La nuit précédente, d'autres batailles de ce genre avaient eu lieu ailleurs dans la bande de Gaza, et notamment autour du domicile du chef du Hamas Abdelaziz Rantisi (lire son interview dans Le Temps du 15 décembre), que la police palestinienne, répondant aux nouvelles directives du président Arafat, a tenté d'appréhender sans succès. Plus au sud, dans la ville de Deir Al-Balah, quelque 500 militants du Hamas se sont opposés aux policiers à coups de pierres et de slogans hostiles.

Sentant sans doute que le moment est particulièrement sensible pour le camp palestinien, les dirigeants du Hamas appelaient hier à une suspension des attentats suicides et des attaques au mortier à l'intérieur des frontières d'Israël reconnues internationalement. Selon un porte-parole du mouvement au Liban, Ossama Hamdan, il s'agit là d'un «changement de tactique» pour le bien des Palestiniens. Cette décision intervient moins d'une semaine après que Yasser Arafat a demandé un cessez-le-feu aux mouvements islamistes et à sa propre faction du Fatah. Le Djihad islamique, l'autre organisation radicale, a par contre annoncé qu'il entendait poursuivre les attaques suicides.

Dangereux, ce geste l'est d'autant plus pour le Hamas qu'il est loin aujourd'hui de faire l'unanimité parmi les militants, échauffés par une année de soulèvement et de répression israélienne. De l'aveu même de l'Autorité palestinienne, deux kamikazes seraient actuellement présents en territoire israélien, attendant d'être «activés» par leurs chefs des Brigades Izzidin Al-Qassam, la branche militaire du Hamas. De fait, plus que jamais, une petite poignée de jusqu'au-boutistes, qu'ils soient militants islamistes de l'intérieur ou de «l'extérieur» (Syrie, Liban ou Jordanie), détiennent entre leurs mains l'avenir immédiat de toute la région.

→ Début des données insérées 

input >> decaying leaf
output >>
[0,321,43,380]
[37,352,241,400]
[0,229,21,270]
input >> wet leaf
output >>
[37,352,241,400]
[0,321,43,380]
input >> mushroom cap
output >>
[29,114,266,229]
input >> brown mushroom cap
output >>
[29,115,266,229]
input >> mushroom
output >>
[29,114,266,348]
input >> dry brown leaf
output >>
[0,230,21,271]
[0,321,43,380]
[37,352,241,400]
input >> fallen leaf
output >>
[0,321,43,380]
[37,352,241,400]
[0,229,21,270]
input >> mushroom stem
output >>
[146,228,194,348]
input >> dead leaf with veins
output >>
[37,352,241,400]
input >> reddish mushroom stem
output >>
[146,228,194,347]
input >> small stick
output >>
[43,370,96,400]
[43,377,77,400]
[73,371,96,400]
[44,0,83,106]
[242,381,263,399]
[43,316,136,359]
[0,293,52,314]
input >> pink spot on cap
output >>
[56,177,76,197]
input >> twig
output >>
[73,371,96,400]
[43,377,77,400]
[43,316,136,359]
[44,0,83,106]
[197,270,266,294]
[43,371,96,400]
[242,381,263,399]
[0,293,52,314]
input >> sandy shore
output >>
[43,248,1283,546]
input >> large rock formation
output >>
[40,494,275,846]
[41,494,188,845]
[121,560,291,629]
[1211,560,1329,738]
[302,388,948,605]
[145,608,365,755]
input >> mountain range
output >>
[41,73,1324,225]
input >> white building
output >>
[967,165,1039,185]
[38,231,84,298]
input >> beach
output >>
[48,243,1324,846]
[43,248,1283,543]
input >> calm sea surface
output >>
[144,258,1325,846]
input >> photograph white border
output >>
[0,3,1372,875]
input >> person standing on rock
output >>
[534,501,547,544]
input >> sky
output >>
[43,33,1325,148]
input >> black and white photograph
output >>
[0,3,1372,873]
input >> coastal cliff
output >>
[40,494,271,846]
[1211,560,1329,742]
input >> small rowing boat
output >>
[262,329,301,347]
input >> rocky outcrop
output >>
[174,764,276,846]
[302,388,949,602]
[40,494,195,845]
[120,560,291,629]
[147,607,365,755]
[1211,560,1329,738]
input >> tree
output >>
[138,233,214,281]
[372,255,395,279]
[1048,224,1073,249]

Mais dangereuse, cette décision du Hamas l'est aussi pour ceux qui, en Israël, ne veulent pas entendre d'une solution négociée. La qualifiant de «feinte» destinée à échapper aux services de sûreté de l'Autorité palestinienne, le gouvernement israélien l'a rejetée sans autre forme de procès. Le Conseil des colons israéliens, lui aussi, a réagi de manière particulièrement virulente. Et pour cause: en continuant de rester la cible des islamistes, les colons craignent en effet d'être «abandonnés» par leurs concitoyens que ne menacerait plus le terrorisme. Il y a quelques jours, cependant, Ariel Sharon avait déjà apaisé un peu leurs craintes, citant leur comportement en exemple: «Vous êtes la force dirigeante de ce pays», avait assuré le premier ministre lors d'une cérémonie à l'institut Menahem Begin de Jérusalem.